At 24 weeks, the high-dose combination group achieved significantly better vision (10.5 vs. 6.5 letters, P=0.019), representing a 62% additional benefit.
The benefit of combination therapy was consistent across all subgroups, regardless of baseline VA, lesion size or central subfield thickness on OCT. All clinically relevant treatment end points of visual benefit (≥15 ETDRS letter gain, final VA ≥20/40 or ≥20/25) and visual loss (≥1 ETDRS line loss, ≥2 ETDRS line loss, final VA ≤20/125 or ≤20/200) favored the combination group. No significant safety issues were observed in any treatment group.
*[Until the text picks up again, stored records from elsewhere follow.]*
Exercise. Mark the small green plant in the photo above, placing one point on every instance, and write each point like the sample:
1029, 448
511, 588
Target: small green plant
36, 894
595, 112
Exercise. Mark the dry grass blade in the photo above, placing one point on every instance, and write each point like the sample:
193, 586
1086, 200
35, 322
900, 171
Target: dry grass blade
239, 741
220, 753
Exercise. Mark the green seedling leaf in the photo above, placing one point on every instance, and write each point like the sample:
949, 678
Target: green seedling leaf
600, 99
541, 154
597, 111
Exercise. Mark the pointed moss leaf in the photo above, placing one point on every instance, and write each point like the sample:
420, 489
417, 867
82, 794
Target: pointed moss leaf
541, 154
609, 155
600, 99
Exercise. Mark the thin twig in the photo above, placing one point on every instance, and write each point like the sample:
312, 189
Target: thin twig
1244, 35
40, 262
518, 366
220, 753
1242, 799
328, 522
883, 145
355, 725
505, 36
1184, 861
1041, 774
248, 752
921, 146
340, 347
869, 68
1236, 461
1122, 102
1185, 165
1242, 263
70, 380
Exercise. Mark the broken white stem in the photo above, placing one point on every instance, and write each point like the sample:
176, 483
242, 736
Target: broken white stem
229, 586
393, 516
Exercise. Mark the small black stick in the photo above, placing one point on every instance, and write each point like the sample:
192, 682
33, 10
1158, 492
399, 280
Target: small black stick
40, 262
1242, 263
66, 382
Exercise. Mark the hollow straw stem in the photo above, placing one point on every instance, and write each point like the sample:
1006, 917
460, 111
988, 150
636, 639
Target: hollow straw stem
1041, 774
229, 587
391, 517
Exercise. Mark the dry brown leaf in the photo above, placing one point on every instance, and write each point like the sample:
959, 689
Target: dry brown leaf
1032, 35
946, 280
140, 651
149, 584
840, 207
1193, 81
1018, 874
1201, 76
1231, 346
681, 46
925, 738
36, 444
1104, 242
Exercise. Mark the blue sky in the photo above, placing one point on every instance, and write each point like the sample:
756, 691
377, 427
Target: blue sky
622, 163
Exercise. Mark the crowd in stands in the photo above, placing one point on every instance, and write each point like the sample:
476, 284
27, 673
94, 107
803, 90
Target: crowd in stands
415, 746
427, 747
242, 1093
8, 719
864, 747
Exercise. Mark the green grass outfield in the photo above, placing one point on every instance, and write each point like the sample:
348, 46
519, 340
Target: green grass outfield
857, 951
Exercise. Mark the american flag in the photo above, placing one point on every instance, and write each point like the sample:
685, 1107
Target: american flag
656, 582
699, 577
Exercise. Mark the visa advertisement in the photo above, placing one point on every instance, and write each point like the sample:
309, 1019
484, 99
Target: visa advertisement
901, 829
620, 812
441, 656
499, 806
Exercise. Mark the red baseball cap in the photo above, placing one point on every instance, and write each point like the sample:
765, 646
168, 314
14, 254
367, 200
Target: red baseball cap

Previous studies have shown that pericytes play an important role in the limitations of anti-VEGF therapy. Pericytes share a common basement membrane with endothelial cells, intimately coating them. Pericytes provide endothelial cells with VEGF and other growth and cell survival factors by paracrine and/or juxtacrine signaling mechanisms. Consequently, the neovascular endothelial cells are protected in the setting of anti-VEGF therapy.
In a preclinical model, the anti-PDGF stripped neovascular pericytes from the underlying endothelial cells, leaving the underlying endothelial cells in an unprotected and vulnerable state, thereby increasing their sensitivity to the effects of VEGF blockade.
Based on the results the phase 2b study, Ophthotech reported that it plans to expedite the preparation of a phase 3 registration program with the goal of bringing anti-PDGF therapy to patients with wet AMD as soon as possible.